Le recrutement au sein des clubs se fait par la cooptation au sein des milieux patronaux, des professions libérales, du milieu politique, de la haute administration… . Un membre du club doit proposer votre candidature pour y rentrer. Votre profil est ensuite scruté de toute part pour éviter les membres avec une réputation peu envieuse qui rejaillirait sur l’image générale du club. Une fois accepté le membre reste généralement à vie dans le club.

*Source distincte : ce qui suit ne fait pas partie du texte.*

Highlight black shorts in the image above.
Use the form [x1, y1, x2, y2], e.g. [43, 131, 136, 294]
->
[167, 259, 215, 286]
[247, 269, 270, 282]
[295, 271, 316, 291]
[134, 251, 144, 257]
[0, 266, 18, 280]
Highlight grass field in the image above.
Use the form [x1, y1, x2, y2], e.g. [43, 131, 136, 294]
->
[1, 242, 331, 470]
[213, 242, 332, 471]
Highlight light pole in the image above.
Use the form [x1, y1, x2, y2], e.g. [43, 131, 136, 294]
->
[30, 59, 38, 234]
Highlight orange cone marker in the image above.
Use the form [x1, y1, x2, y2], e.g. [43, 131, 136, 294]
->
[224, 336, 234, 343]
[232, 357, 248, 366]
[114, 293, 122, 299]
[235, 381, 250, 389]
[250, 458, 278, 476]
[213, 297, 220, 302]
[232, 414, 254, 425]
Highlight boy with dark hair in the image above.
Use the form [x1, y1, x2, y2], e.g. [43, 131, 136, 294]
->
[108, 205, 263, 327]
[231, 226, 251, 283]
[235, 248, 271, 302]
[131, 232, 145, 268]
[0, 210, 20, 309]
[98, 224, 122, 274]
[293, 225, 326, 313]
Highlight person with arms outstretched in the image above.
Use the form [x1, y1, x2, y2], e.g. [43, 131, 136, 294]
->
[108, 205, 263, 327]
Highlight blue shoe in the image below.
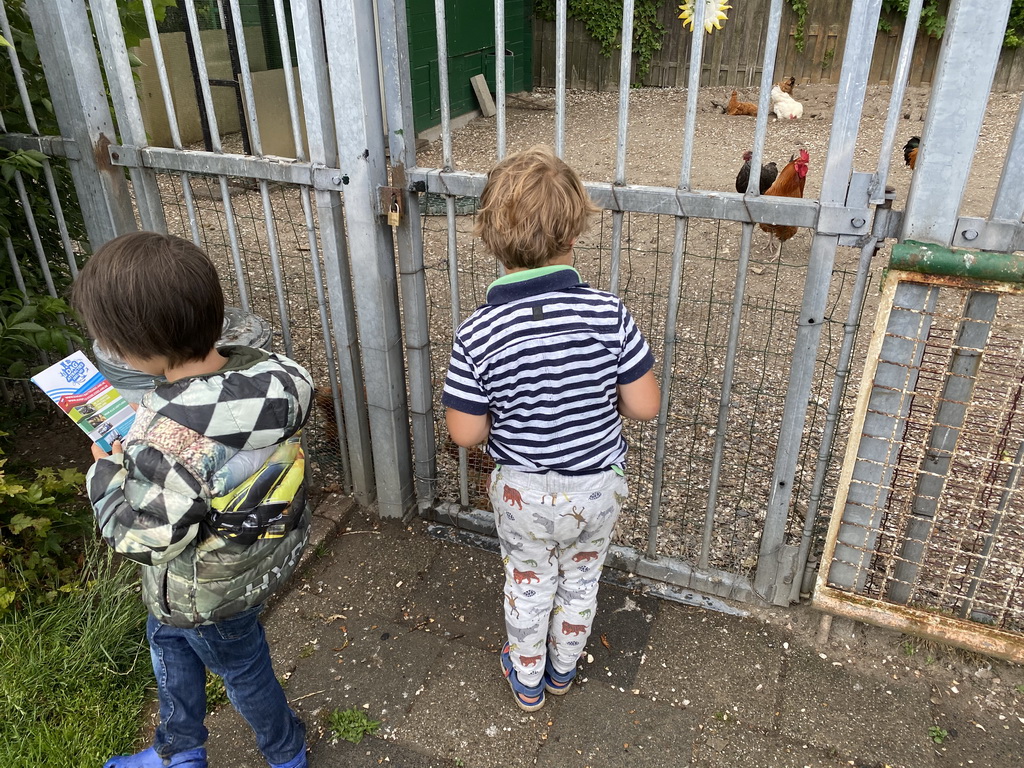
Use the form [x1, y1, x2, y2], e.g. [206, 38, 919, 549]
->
[103, 746, 207, 768]
[500, 642, 545, 711]
[270, 745, 308, 768]
[543, 658, 577, 695]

Pouvoir se prémunir d’un club Rotary constitue d’ailleurs un avantage dans les « affaires » puisque cela témoigne d’une fiabilité, d’une « caution sociale » (Weber 1964) donnée par le club qui a vérifié le profil de la personne. Cette appartenance permet également aux membres de rencontrer d’autres acteurs influents et de se faire reconnaitre par eux (une dimension indispensable pour progresser dans les affaires) (Bourdieu 1980).

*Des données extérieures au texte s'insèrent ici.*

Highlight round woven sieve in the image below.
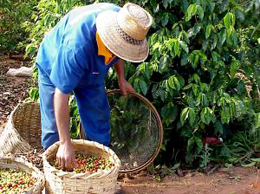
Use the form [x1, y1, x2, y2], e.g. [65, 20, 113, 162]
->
[107, 89, 163, 173]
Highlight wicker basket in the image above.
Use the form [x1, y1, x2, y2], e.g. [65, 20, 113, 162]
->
[43, 139, 121, 194]
[0, 101, 41, 156]
[0, 156, 45, 194]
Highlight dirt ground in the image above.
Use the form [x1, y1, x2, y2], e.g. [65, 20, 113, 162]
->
[118, 167, 260, 194]
[0, 55, 30, 128]
[1, 55, 260, 194]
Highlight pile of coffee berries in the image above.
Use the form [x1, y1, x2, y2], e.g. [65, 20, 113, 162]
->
[50, 153, 114, 173]
[0, 168, 37, 193]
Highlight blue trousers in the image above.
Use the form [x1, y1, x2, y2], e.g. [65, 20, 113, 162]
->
[38, 66, 110, 149]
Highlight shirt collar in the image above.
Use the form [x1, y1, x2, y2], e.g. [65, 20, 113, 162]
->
[96, 32, 115, 65]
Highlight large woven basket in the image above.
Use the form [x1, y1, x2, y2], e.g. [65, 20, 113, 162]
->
[0, 101, 41, 156]
[0, 156, 45, 193]
[43, 139, 121, 194]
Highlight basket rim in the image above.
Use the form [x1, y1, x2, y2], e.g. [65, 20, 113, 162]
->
[9, 100, 39, 125]
[0, 155, 45, 193]
[106, 89, 164, 173]
[42, 139, 121, 179]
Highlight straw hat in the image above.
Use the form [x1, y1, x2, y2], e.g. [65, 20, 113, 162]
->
[96, 3, 153, 63]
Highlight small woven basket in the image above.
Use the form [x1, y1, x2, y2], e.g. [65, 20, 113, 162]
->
[43, 139, 121, 194]
[0, 101, 41, 156]
[0, 156, 45, 194]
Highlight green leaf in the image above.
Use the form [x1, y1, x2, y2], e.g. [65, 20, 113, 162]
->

Diversité et hiérarchie au sein des classes dominantes

Une enquête au sein des classes dominantes permet dans un premier temps de pointer leur diversité. En effet, au sein de ce que l’on uniformise généralement sous le terme de « dominants » on trouve plusieurs types de dominations, de trajectoires sociales, et de professions.
Cette diversité est donc vectrice de hiérarchies entre les individus. Ainsi les salariés se trouvent déclassés par rapport aux entrepreneurs, les personnes en cours d’acquisition d’une position dans l’espace social par rapport aux « installés ».
Cette hiérarchie existe donc aussi entre les clubs. Les clubs de femmes et de jeunes sont donc dominés et ne sont d’ailleurs pas considérés comme des Clubs Rotary par les autres.
Entre les Clubs Rotary (les 4) les hiérarchies se font en fonction de l’ancienneté du club (le plus vieux d’Amiens date de 1938), du coût de sa cotisation et de son ouverture (plus il est difficulté à rentrer dans un club, plus il sera convoité et élevé dans la hiérarchie).

Le don

Dans les Rotary Club l’organisation des dons et des collectes de fonds ne se fait pas comme dans les associations « plus classiques ». Les Rotary Clubs recrutent parmi les dominants ; le don est donc organisé de la manière dont ils divisent le monde. Il répond à de critère de rentabilité, ce qui peut paraître étrange pour un don mais dans ces milieu on parle de profit pour évoquer l’argent récolté, on fait des business-plan pour organiser les actions et on choisi les associations auxquelles on donne. On les choisi d’ailleurs scrupuleusement en fonction de ce que l’on considère comme des causes qui méritent d’être aidées, (généralement les enfants malades ou des causes lointaines ; les associations d’aide à la reprise d’autonomie des individus) mais pas les caisses de grève ni les association d’aide aux réfugiés. Cependant exclure certaines catégories de la population de la sphère du don ne résulte pas d’une volonté consciente mais plutôt de la vision du monde qu’ont les individus qui composent le groupe.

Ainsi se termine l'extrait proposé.